Zillow will no longer show climate-related data on its home listings after complaints that it’s hurting home sales.
The listing giant is taking down the tool it introduced last September to show potential buyers the threat of wildfires, flooding, extreme heat, wind, and air quality on many listings.
The move came as buyers are increasingly forced to factor in weather safety when shopping for a home. The cost of increasingly common disasters – as well as the prohibitively expensive cost of home insurance in many climate-affected areas – is no longer something Americans can ignore when choosing a place to live.
“Insurance is increasingly the final gatekeeper to homeownership. Without coverage, there is no mortgage. Without a mortgage, the ladder disappears,” a recent climate impact report from Cotality noted.
But real estate agents and a handful of homeowners have complained that the climate data is impacting their sales. They further allege that the rankings seem to be “arbitrary,” The Guardian reported.
One organization that lodged a complaint? The California Regional Multiple Listing Service. California is a hotspot for devastating wildfires, with extreme damage making it all the way into the Los Angeles metro last year.

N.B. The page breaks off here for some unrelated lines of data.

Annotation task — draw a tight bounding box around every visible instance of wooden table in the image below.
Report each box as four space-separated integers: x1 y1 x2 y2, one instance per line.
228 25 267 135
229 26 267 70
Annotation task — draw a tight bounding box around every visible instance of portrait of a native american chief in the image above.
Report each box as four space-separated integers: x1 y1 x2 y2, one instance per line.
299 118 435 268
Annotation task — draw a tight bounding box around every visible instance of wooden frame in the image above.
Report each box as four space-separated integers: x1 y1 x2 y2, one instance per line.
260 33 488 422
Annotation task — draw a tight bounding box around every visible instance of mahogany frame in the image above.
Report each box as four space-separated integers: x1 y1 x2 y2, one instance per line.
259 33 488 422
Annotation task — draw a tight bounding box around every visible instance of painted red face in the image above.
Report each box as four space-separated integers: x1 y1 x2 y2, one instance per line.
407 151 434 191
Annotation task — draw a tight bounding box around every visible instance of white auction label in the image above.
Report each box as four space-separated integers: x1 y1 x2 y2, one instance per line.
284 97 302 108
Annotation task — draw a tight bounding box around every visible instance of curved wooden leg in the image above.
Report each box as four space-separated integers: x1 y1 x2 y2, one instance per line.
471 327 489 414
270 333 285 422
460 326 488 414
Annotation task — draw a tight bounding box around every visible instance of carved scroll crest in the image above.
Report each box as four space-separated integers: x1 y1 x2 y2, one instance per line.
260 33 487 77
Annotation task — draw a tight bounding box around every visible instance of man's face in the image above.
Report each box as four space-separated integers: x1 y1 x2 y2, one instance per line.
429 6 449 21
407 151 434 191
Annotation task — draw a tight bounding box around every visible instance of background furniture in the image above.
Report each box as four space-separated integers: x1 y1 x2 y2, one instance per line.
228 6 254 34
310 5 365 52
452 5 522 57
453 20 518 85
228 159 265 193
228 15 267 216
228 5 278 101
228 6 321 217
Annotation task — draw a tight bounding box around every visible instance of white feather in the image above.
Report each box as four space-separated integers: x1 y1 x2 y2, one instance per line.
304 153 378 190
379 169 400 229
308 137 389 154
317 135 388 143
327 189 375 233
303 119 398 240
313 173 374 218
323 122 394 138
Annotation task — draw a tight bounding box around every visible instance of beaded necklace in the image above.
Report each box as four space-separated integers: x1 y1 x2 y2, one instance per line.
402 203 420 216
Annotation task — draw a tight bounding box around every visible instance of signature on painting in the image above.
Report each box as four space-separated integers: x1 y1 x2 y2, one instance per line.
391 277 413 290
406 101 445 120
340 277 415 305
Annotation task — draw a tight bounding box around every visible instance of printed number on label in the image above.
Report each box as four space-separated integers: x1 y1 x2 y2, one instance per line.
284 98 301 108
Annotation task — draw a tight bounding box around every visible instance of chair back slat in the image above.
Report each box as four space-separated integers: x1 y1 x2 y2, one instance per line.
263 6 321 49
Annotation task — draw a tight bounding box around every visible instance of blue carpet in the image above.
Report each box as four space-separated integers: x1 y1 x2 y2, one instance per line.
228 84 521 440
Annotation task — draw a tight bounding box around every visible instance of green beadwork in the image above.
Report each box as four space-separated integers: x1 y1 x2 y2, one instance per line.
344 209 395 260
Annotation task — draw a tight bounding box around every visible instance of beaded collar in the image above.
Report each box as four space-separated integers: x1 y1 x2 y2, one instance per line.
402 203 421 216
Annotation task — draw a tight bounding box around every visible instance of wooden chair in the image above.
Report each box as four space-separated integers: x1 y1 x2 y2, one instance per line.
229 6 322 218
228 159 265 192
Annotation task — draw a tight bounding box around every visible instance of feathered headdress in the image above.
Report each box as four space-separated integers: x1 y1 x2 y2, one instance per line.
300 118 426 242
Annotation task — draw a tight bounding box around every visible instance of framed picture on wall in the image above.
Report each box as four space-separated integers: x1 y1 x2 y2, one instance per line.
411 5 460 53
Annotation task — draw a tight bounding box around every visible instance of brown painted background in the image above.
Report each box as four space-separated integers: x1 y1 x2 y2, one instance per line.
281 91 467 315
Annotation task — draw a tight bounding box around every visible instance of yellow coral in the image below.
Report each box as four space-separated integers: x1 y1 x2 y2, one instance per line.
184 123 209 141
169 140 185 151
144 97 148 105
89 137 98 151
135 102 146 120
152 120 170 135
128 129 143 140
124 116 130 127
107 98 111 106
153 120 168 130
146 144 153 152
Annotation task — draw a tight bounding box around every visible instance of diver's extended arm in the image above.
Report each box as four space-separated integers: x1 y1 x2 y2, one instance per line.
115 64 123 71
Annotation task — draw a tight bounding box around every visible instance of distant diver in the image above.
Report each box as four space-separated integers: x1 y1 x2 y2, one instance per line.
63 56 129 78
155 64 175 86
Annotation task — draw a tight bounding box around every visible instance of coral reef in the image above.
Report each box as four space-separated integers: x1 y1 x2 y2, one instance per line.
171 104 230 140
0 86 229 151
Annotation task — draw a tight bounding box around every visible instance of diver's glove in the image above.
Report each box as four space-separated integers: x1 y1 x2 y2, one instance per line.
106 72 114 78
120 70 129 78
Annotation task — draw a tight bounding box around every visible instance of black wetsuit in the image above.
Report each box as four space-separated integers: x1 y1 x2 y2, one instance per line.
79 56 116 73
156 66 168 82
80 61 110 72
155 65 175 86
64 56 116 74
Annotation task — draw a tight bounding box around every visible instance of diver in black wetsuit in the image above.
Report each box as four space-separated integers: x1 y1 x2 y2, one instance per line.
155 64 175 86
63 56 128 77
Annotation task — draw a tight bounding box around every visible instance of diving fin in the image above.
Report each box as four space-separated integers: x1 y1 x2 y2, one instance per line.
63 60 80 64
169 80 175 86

Florida, Louisiana, and California are projected to account for 53% of all climate-related mortgage losses in 2025.
Rick Sharga, president and CEO of CJ Patrick Company, said insurance companies need to carefully monitor extreme weather patterns across the country to determine where it makes sense to issue policies and how to price those policies.
There’s a limit to how much homeowners can pay for hazard insurance, he said.
“Home affordability today is already worse than it’s been in the past 40 years, and many homeowners who just barely qualified for a mortgage may simply not be able to handle insurance premiums rising by hundreds – or even thousands – of dollars a month,” said Sharga. “So, there are implications for the housing market, and home prices in general tied to hazard insurance rates.”
One recent risk model from First Street suggests that “climate-driven foreclosures” could bring $5.36 billion in annual bank credit losses by 2035, nearly 30% of all foreclosure losses.
“Ultimately, the climate folks at financial institutions see climate as an emerging risk and are pivoting from integrating the data for regulatory compliance to thinking about how the impacts might link back to mortgage and investment performance,” Jeremy Porter, head of climate implications at First Street, told Axios.